Подойдя к его спальне, она вошла туда не постучавшись. Адам был уже в халате и направлялся в душ.
– Как ты можешь так относиться ко мне? – спокойно спросила Сибил, притворяя дверь. – Как ты можешь унижать меня еще больше, путаясь опять с этой ужасной женщиной?
– Я не «путаюсь с ней». Я стараюсь спасти жизнь невиновной женщины.
– Откуда тебе известно, что она невиновна? Ее осудили английские присяжные заседатели. К тому же, ты мог бы уделить и мне некоторое внимание. Ты отсутствовал целый год, и в первый же день после возвращения домой я практически тебя не видела. И вчера ночью я очень хотела, чтобы ты пришел в мою спальню, но ты умчался в Букингемский дворец и возвратился домой с головной болью! Адам, думаю, что я заслуживаю другого отношения.

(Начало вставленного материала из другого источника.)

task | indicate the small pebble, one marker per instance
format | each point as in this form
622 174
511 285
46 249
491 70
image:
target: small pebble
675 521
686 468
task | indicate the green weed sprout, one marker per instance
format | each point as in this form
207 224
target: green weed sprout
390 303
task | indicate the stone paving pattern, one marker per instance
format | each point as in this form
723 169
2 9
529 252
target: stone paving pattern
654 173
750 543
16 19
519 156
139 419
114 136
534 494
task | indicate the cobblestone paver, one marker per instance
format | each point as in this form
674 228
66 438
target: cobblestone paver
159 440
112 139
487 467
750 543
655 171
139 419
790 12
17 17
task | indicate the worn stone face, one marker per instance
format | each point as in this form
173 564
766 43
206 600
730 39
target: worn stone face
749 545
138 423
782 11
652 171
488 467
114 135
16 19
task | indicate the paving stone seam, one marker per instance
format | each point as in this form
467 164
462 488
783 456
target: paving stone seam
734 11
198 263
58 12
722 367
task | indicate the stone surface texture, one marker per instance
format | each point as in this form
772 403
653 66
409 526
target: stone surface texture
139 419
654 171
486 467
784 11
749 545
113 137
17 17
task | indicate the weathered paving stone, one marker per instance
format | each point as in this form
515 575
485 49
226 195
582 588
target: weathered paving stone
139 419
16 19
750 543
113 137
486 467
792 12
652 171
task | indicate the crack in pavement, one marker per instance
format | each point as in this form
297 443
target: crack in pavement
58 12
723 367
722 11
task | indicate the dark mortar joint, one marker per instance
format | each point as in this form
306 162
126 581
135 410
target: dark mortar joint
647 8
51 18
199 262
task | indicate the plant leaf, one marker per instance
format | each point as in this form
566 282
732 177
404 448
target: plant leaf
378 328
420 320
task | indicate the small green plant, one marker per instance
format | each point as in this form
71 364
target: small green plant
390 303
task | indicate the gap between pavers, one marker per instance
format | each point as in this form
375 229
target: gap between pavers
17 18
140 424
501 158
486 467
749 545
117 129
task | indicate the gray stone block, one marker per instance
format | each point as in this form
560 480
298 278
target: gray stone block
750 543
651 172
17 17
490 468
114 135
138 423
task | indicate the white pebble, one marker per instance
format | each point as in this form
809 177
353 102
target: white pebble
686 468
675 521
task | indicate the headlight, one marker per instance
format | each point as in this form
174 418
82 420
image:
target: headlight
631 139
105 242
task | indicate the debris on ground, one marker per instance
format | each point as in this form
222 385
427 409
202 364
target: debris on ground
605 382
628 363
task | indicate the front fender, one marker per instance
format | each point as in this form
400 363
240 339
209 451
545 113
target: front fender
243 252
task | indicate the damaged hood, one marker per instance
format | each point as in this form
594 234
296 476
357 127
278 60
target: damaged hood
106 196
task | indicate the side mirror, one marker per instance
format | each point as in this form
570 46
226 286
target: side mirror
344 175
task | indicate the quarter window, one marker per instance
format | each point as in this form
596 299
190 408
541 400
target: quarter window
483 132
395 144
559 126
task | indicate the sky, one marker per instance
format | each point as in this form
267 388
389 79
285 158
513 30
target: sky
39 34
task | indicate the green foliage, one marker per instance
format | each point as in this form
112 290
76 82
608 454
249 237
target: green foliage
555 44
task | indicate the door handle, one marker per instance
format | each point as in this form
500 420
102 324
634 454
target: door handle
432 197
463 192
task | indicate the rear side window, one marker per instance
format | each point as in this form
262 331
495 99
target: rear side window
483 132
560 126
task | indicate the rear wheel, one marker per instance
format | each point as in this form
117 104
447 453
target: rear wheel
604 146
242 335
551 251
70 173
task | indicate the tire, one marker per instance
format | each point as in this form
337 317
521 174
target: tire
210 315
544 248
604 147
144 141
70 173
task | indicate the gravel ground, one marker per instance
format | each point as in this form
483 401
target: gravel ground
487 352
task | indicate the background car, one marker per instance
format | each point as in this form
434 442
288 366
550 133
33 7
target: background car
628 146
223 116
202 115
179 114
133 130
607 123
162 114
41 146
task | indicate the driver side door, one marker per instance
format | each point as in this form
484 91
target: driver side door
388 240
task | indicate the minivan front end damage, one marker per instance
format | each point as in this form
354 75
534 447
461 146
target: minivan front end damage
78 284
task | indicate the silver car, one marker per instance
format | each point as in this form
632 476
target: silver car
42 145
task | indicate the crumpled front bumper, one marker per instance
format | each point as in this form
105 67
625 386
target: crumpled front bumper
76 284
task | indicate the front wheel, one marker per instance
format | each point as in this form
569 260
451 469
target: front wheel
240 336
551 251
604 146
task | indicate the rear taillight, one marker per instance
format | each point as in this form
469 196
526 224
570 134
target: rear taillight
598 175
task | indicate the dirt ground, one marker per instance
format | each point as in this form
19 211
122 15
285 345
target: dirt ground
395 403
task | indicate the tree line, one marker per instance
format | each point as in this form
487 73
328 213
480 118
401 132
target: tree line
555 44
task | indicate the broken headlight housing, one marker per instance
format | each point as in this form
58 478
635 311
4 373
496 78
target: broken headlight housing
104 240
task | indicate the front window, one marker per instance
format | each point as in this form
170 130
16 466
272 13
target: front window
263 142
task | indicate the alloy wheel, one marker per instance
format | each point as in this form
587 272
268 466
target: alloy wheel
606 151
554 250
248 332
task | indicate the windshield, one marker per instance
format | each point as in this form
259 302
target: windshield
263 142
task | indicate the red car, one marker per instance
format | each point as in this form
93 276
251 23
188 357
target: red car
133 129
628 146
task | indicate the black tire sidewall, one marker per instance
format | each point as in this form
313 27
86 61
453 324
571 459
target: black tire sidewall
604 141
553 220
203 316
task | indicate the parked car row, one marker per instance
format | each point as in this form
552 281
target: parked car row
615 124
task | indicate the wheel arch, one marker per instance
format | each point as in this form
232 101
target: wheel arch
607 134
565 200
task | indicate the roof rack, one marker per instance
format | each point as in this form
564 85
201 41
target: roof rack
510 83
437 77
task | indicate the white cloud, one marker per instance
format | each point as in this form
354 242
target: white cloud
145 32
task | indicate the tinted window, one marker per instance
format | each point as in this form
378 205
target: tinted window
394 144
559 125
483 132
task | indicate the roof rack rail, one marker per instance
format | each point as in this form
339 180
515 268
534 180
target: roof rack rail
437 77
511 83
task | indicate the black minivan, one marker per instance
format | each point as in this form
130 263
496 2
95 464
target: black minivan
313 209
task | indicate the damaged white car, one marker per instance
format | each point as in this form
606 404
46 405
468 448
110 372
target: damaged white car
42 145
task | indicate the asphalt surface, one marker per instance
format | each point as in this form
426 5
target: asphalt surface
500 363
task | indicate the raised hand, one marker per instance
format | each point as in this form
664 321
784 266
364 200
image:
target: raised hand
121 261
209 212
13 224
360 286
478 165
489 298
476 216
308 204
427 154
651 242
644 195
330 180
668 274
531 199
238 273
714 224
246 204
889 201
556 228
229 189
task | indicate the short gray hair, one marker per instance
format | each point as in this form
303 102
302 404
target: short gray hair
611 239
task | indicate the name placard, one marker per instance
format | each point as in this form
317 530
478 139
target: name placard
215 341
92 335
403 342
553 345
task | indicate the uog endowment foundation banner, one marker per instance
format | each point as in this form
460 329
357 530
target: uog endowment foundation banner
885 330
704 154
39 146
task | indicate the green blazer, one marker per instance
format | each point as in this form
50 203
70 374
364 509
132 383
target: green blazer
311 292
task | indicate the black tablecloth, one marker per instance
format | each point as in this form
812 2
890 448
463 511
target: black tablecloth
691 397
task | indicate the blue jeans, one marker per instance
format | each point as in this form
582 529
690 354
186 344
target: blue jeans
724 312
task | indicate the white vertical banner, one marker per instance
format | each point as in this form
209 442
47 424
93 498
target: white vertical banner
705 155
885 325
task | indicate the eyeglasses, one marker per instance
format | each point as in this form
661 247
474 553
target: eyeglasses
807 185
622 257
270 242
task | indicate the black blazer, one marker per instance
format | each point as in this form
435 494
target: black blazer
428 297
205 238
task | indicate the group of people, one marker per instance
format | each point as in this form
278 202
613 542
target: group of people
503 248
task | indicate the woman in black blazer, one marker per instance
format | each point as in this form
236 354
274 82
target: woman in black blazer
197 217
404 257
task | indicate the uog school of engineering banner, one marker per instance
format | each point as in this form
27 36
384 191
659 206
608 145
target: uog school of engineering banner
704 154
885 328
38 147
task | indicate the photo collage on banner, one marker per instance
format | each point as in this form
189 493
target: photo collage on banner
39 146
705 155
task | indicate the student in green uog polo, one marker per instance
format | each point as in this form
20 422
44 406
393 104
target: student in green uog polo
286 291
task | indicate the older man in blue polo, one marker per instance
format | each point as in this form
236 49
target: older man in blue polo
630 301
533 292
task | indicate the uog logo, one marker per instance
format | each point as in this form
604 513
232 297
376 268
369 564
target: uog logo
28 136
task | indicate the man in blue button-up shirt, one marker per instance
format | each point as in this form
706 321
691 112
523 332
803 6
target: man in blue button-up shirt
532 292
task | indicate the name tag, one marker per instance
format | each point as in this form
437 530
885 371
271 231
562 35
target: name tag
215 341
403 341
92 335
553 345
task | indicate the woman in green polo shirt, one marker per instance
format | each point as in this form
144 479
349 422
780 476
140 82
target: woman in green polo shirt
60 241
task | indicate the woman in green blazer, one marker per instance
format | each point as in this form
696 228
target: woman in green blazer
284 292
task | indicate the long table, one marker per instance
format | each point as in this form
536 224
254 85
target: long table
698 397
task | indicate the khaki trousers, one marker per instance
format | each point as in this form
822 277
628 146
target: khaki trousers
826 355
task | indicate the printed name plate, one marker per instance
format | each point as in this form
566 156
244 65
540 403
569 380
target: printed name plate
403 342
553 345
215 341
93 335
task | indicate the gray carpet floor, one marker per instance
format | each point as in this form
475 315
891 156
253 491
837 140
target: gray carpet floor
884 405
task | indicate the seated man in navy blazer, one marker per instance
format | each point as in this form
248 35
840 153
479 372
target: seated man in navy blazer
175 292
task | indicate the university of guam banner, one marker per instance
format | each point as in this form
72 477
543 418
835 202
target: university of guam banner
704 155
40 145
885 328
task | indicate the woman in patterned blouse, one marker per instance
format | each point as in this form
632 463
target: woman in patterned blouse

– Прости, Сибил, очень сожалею. Просто новости о Лизе очень сильно меня потрясли…
– Эта женщина! – Сибил сжала свои кулачки. – Мне казалось, я уже все выслушала, что можно было о ней услышать. А теперь она опять появилась в моей жизни, и опять разрушает мою семейную жизнь.
– Ничто не разрушается.
– Адам, давай постараемся не притворяться! Неужели ты думаешь, что я не знаю, чего ты хочешь? Ты хочешь сохранить ее, чтобы опять сожительствовать с ней. Пойми, это уязвляет гордость твоей жены, матери твоего ребенка! Это нечестно! Я действительно любила тебя, но ты все так осложняешь!
– Сибил, прости, если считаешь, что я несправедлив. И я понимаю, что ты испытывала неловкость, потому что моя связь с Лизой стала известной в обществе. Но пойми, я должен сделать все возможное, чтобы спасти Лизу…
– О, я ненавижу ее имя! – выкрикнула она. – Эта порочная женщина, эта сучка… известно ли тебе, что ее сестра сказала о ней для прессы?
– Единственное, что я знаю, это то, что миссис Белладон выдала ее английскому представителю в Вашингтоне. А это низкий поступок по отношению к своей плоти и крови.
– У нее были на то веские основания. В конце концов, она действительно убила своего отца.
– Это ложь! – закричал Адам. – И я докажу, что это ложь!
– Известно ли тебе, что сказала ее сестра? Что она содержала в любовниках одного из черномазых рабов! И за эту женщину ты собираешься бороться?
Выражение бешенства промелькнуло на его лице.
– Никогда больше не произноси это слово в моем присутствии, – глухо сказал он.
– Какое слово? – выдохнула она.
– Черномазый. Я ненавижу это слово.
– Не понимаю тебя, – огрызнулась она. – Но я скажу тебе одно, Адам Торн: ты разрушаешь нашу семью и превращаешь меня, женщину, которая любит тебя, в женщину, которая будет тебя ненавидеть! – Она подошла к двери и взялась за ручку. – Сегодня я закрою на ключ дверь в свою спальню.
Она вышла в зал, хлопнув за собой дверью. Оставшись один, Адам упал на кровать и закрыл лицо руками. Он знал, что вел себя как скотина, но он знал, что беспокойство за Лизу вконец истрепало его нервы. Что если ему не удастся поколебать версию Стрингера Макдафа? У него меньше двух недель, и с каждой проходящей минутой виселица над головой Лизы вырисовывалась все отчетливее.